One of Whitfield’s students, eighth-grader Jade Williford, has taken her teacher’s advice to heart.
“Mrs. Whitfield means what she says when she talks about planning for our careers. I can tell she feels strongly about it,” said Williford, who also plans to be an educator one day and has already started observing her own teachers to identify skills of the trade. “I study the different habits of my favorite teachers to see what works and what goes into being a good teacher.”
A key component of the Career Connections curriculum is the portfolio students create through a computer program called the Georgia Career Information System.
The portfolio includes student interest inventories, high school course information, college research, career specific information, and more.
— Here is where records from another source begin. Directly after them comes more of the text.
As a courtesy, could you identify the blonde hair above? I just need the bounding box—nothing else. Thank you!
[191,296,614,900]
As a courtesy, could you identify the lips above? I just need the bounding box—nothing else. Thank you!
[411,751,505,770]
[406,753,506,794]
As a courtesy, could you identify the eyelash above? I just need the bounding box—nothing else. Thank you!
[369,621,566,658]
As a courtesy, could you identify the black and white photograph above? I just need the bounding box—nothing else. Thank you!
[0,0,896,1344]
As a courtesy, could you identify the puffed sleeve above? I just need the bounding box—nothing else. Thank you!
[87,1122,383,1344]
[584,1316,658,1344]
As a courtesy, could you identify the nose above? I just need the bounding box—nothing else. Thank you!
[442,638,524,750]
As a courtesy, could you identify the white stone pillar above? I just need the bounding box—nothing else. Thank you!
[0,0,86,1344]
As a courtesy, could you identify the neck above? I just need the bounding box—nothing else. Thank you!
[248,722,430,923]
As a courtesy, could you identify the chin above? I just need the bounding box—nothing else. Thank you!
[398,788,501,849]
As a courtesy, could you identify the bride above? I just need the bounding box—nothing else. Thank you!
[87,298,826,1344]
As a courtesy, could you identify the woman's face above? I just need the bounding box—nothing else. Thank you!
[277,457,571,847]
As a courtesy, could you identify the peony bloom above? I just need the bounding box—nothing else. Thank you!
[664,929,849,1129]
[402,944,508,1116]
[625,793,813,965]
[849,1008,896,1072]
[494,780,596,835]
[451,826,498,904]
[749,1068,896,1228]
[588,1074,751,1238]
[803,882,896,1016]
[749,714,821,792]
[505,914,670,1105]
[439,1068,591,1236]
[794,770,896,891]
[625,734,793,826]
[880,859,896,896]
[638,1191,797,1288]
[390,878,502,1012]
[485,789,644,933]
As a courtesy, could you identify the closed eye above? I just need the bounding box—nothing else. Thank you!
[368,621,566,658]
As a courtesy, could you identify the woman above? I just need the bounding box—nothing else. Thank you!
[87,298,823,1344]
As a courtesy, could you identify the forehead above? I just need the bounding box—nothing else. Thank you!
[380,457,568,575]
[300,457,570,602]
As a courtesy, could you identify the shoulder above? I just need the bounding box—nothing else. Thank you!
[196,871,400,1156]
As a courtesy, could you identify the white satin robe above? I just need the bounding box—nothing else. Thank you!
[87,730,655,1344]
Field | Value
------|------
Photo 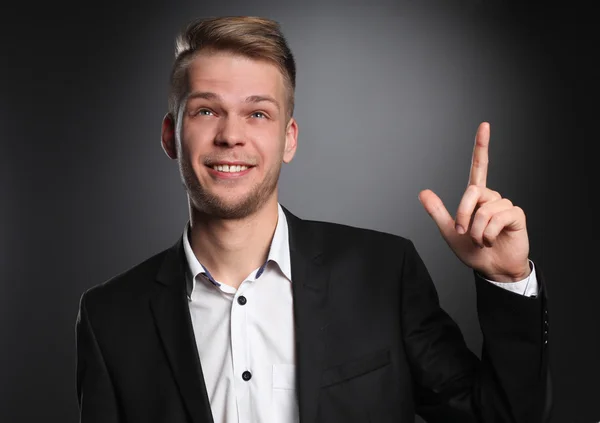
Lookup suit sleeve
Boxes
[75,294,119,423]
[401,241,551,423]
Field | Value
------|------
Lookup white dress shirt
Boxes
[183,205,537,423]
Students develop their individualized portfolio over time, building on the information as they learn more about themselves, select possible careers and gather information about educational requirements.
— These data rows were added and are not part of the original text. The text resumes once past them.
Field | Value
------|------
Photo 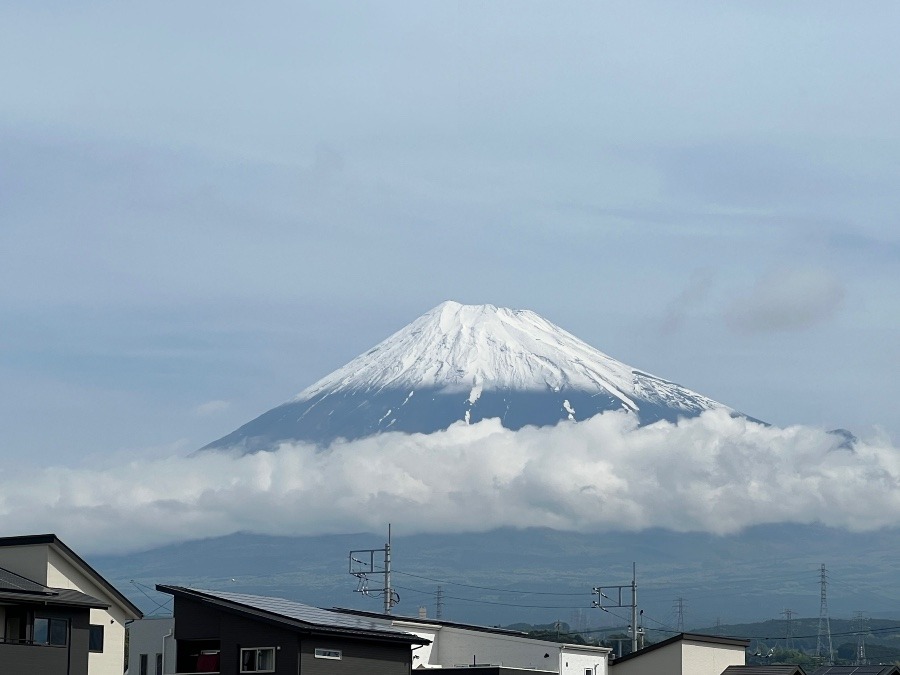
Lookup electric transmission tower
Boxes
[781,609,794,649]
[673,598,684,633]
[816,563,834,666]
[853,612,869,666]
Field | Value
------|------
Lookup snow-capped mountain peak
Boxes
[206,301,740,451]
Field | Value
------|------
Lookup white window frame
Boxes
[314,647,344,661]
[240,647,275,673]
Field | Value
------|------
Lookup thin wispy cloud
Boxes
[726,268,845,333]
[0,411,900,553]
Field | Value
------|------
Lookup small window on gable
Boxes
[316,648,341,661]
[241,647,275,673]
[31,617,69,647]
[88,623,103,652]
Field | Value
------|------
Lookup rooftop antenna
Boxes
[591,563,644,652]
[816,563,834,666]
[350,523,400,614]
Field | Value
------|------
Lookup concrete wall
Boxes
[0,544,131,675]
[559,645,612,675]
[610,642,680,675]
[128,616,176,675]
[610,640,745,675]
[682,642,746,675]
[44,545,131,675]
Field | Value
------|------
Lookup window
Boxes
[241,647,275,673]
[31,618,69,647]
[88,623,103,652]
[316,648,341,661]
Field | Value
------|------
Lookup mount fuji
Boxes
[201,302,737,452]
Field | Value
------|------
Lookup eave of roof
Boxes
[0,534,144,619]
[613,633,750,664]
[328,607,531,638]
[156,584,431,645]
[0,588,109,609]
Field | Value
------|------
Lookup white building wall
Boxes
[432,626,559,670]
[682,642,746,675]
[559,645,612,675]
[128,617,175,675]
[610,642,684,675]
[46,546,131,675]
[0,544,131,675]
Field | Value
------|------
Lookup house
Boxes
[0,534,141,675]
[333,608,612,675]
[609,633,750,675]
[722,665,806,675]
[128,616,175,675]
[157,585,428,675]
[812,665,900,675]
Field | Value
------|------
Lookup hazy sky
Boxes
[0,0,900,472]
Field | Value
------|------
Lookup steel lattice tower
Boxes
[816,563,834,666]
[853,612,869,666]
[781,609,794,649]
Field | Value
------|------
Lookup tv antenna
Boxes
[349,523,400,614]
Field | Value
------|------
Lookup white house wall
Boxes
[432,626,559,670]
[47,546,131,675]
[610,642,684,675]
[553,645,608,675]
[128,617,175,675]
[682,642,746,675]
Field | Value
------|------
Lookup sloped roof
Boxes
[0,567,109,609]
[611,633,748,664]
[0,567,52,595]
[722,665,806,675]
[329,607,529,638]
[812,666,900,675]
[156,585,431,644]
[0,534,143,619]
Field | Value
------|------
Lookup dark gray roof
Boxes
[330,607,528,637]
[0,534,143,619]
[0,567,109,609]
[156,585,430,644]
[812,666,900,675]
[0,567,51,594]
[722,665,806,675]
[611,633,748,675]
“The portfolios stay with students as they move on to high school,” said Rose Alford, Connections teacher at Long Cane Middle School. “Students are able to make changes, update, and add to their portfolios. Graduation coaches, counselors, and parents have access as well to help students move forward with career selection and preparation.”
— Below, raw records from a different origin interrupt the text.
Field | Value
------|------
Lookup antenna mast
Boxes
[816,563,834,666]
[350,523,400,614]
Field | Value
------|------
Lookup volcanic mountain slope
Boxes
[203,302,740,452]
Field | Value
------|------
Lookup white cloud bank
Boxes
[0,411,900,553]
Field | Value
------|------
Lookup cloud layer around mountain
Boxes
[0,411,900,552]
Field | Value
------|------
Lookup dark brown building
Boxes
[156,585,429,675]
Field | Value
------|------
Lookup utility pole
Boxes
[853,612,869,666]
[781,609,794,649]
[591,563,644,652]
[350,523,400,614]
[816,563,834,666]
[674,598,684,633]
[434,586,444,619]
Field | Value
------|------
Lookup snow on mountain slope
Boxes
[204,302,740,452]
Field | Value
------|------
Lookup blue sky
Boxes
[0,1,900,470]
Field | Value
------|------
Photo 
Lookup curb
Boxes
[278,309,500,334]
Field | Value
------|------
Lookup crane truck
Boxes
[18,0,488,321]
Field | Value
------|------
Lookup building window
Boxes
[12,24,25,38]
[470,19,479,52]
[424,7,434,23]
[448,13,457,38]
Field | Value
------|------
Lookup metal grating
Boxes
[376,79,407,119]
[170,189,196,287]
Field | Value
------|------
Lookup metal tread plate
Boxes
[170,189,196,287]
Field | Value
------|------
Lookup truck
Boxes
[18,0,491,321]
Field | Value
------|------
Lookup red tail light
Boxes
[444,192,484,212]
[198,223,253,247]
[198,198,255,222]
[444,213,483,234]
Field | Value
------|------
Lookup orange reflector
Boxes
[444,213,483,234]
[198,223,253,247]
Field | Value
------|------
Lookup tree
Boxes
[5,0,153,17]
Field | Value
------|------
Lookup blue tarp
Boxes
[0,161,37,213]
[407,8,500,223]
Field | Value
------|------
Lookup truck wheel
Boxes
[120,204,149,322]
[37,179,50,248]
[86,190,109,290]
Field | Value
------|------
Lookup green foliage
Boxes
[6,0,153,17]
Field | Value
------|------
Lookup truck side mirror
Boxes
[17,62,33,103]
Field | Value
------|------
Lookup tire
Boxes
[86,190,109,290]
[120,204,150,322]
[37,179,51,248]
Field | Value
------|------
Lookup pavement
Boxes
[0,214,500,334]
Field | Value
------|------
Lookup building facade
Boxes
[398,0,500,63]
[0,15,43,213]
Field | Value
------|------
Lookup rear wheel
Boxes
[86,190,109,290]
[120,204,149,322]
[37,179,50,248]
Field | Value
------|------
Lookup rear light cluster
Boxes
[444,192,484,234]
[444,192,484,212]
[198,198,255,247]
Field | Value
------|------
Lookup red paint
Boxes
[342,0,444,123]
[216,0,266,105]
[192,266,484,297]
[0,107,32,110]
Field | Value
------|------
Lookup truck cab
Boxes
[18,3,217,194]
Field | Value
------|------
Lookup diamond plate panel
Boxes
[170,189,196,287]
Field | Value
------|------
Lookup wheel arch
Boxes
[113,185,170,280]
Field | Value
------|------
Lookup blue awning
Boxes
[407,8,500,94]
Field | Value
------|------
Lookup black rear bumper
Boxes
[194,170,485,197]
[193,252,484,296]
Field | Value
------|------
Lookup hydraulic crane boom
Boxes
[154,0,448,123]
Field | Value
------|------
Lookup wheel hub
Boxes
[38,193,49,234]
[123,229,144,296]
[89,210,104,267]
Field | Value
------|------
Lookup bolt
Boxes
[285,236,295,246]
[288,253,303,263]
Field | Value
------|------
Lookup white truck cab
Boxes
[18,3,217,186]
In addition to their portfolio, two other exercises complete each student’s individualized graduation plan assisting these middle schoolers with the transition to high school.
Career Connections teachers, with the help of graduation coaches and school counselors, work with students to thoroughly explore high school requirements and draft a course of study for the next four years that includes classes targeted to their career interests.
In high school, Career Pathways courses are of-fered through the CTAE department that provides 31 different pathways of study for students to explore career fields. Each pathway includes three courses to offer students a thorough introduction to the technical skills and core applications of that career. Middle school students begin to learn about Pathway courses in preparation for creating high school class schedules.
“We spend time in class matching the careers identified for students through their research and portfolio development to the Career Pathways offered in high school,” said Cory Speakman, chorus and Career Exploration teacher at Callaway Middle School. “Also, students learn general life skills. Learning the importance of being on time, having the materials needed each day, showing respect for others, and following through on assignments are all skills needed in the work place, but will serve students well in high school also.”
“I’ve seen the reaction students have to Career Connections,” Whitfield said. “The classes spark conversations where students are talking about their future careers with each other, and there is real excitement. This is when you know you have made an impact.”